Researchers have developed a low-cost, high-accuracy positioning system for a 380 km tunnel network running beneath the Xiong’an New Area.

The research team at Beijing University of Posts and Telecommunications (BUPT), led by Associate Professor Lu Zhaoming, combines China’s BeiDou technology with a 5G network to create a positioning system for the urban area that will become the largest underground city in the world.

The Xiong’an New Area sits above an underground tunnel network. (Photo: Xinhua).

Xiong’an is a national smart city located in Hebei Province, about 120 km from Beijing. The project was initiated in 2017 to relocate business facilities, government agencies, and research and development organizations from Beijing. From the design phase, an underground maze was planned to be constructed beneath the city. Technical pipelines such as electricity, network transmission, gas, and water will be placed underground. High-speed corridors, 4 meters high and 16 meters wide, will be built to facilitate the transportation of goods. Additionally, there will be a significant amount of underground parking for residential areas and shopping centers.

This will combine to form an underground maze consisting of three main levels, reaching a depth of 22.5 meters. In total, more than 380 km of tunnels and 22 km² of underground parking are under construction. Above this complex is an underground road network connecting all residential communities above ground and the parking areas. Once completed, this project will break the record for the largest underground city from Montreal. The Canadian super city has only 32 km of tunnels covering 12 km². In contrast, the underground city in Helsinki, Finland, has about 1 km² of underground space corresponding to 100 m² of above-ground area. The ratio in Xiong’an is 1/80.

The scale of this maze presents a unique challenge for positioning, as individuals can easily get lost in the vast space. To address this issue, the School of Information and Communication Engineering at BUPT, with expertise in 5G and signal positioning, has been leading research since 2020. “We can make phone calls and browse a website in the underground space because mobile phones receive signals from signal boosters,” Lu stated.
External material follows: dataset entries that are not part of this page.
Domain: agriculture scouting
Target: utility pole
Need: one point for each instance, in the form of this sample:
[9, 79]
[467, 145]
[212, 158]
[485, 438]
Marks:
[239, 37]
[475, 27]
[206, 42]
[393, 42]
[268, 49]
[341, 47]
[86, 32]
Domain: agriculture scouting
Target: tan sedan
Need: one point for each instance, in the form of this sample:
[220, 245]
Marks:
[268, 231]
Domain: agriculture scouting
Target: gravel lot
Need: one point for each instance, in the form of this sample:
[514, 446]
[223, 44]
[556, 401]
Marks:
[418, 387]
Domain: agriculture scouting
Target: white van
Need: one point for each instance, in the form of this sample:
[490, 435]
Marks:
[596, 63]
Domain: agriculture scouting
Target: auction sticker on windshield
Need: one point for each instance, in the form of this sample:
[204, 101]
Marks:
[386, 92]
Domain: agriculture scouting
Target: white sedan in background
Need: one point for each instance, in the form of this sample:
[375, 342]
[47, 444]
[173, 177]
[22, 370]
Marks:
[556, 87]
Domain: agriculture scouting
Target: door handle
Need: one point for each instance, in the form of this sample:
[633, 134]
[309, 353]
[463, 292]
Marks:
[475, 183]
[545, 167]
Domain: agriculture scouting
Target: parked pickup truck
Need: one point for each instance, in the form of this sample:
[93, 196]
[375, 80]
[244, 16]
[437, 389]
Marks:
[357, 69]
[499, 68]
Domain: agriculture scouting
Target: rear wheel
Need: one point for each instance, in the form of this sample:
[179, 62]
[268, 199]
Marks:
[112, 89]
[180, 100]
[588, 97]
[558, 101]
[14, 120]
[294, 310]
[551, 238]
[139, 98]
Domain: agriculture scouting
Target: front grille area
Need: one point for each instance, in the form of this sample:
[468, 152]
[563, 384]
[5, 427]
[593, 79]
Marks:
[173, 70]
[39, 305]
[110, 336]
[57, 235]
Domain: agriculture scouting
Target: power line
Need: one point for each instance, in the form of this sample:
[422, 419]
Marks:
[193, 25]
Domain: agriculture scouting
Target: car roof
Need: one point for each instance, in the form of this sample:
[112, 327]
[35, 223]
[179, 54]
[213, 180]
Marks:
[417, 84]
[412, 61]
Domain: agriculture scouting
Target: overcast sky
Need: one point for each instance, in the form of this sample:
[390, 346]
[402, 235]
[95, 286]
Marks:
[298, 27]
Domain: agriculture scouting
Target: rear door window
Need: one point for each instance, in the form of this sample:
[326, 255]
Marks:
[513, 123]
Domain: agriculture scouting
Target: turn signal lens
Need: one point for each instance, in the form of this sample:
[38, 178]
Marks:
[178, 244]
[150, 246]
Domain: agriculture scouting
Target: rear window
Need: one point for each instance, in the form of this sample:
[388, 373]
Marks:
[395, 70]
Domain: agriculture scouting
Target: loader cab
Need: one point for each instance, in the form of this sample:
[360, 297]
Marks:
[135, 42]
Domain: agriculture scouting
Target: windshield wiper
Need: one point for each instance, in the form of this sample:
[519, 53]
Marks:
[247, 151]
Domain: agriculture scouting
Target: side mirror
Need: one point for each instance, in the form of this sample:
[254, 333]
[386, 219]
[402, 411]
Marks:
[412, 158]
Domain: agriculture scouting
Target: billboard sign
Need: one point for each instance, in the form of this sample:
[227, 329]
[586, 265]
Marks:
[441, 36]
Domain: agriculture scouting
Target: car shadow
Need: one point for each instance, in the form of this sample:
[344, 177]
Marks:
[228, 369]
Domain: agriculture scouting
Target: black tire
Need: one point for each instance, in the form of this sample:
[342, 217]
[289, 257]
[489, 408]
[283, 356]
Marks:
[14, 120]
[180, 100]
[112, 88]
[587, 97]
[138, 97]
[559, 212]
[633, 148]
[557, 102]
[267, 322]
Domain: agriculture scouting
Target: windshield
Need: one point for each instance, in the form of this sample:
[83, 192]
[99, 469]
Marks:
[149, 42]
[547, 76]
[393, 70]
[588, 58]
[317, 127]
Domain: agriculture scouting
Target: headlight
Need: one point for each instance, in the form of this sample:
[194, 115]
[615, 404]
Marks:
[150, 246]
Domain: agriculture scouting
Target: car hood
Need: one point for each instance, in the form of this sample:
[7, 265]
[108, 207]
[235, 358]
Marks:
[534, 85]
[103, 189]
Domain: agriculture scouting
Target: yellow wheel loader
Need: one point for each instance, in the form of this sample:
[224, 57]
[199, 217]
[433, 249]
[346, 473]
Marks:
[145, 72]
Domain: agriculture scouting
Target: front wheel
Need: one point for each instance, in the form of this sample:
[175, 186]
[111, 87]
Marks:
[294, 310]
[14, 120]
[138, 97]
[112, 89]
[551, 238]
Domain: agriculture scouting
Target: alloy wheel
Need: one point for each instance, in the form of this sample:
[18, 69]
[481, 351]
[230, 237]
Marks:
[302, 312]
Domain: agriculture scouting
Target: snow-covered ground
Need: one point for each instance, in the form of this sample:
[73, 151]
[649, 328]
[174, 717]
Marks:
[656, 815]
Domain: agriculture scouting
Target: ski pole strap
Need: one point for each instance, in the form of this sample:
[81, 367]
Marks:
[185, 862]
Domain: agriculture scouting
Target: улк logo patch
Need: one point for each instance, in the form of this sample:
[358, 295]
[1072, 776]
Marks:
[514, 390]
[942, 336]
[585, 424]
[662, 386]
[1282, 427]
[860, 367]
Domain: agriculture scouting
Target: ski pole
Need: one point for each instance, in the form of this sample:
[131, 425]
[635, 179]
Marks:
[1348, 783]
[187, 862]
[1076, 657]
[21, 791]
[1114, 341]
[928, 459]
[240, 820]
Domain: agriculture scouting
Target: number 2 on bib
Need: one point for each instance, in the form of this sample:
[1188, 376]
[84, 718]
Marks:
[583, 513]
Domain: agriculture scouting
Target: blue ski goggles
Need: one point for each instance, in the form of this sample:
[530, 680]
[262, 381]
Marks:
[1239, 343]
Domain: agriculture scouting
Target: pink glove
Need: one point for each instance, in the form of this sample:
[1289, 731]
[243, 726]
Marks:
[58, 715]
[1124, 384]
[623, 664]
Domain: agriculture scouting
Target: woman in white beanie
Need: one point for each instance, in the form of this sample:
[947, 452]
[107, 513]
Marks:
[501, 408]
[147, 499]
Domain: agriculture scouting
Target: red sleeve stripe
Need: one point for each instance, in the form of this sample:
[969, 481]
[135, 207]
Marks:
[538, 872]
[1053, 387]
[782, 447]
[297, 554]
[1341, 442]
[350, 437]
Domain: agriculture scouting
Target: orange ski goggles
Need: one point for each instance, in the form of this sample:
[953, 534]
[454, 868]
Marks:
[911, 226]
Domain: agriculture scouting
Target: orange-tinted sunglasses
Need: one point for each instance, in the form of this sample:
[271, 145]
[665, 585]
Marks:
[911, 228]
These boosters receive 5G signals from the surface and transmit them through the nearby space. The BUPT research team uses this equipment as a starting point. If they can transmit BeiDou positioning signals using the existing relay system, they will create an accurate underground positioning system at a low cost. Initially, researchers developed specialized indoor devices to enhance weak signals transmitted from satellites to the ground. According to Chu Xinghe, a postdoctoral researcher at BUPT, the devices can also filter out irrelevant signals while preventing harmful interference.

However, the 10-meter accuracy above ground of the BeiDou system is likely insufficient for underground requirements, as parking areas especially need high precision in positioning. Therefore, the research team developed an algorithm that integrates BeiDou satellite signals, 5G signals, and feedback from the devices. The new algorithm allows for unprecedented vehicle location accuracy within a range of 2-3 meters. The combination of satellite signals and 5G also presents many challenges, including potential interference. Consequently, the research team adjusted filtering capabilities and power parameters to successfully transmit BeiDou signals underground without affecting existing communication channels.

After testing the technology on the BUPT campus, field trials in Xiong’an helped refine the positioning system in complex road segments. A vehicle begins receiving directional guidance from the approach to the parking area, leading to precise parking. The system has been deployed over an area of more than 700,000 m² underground in Xiong’an.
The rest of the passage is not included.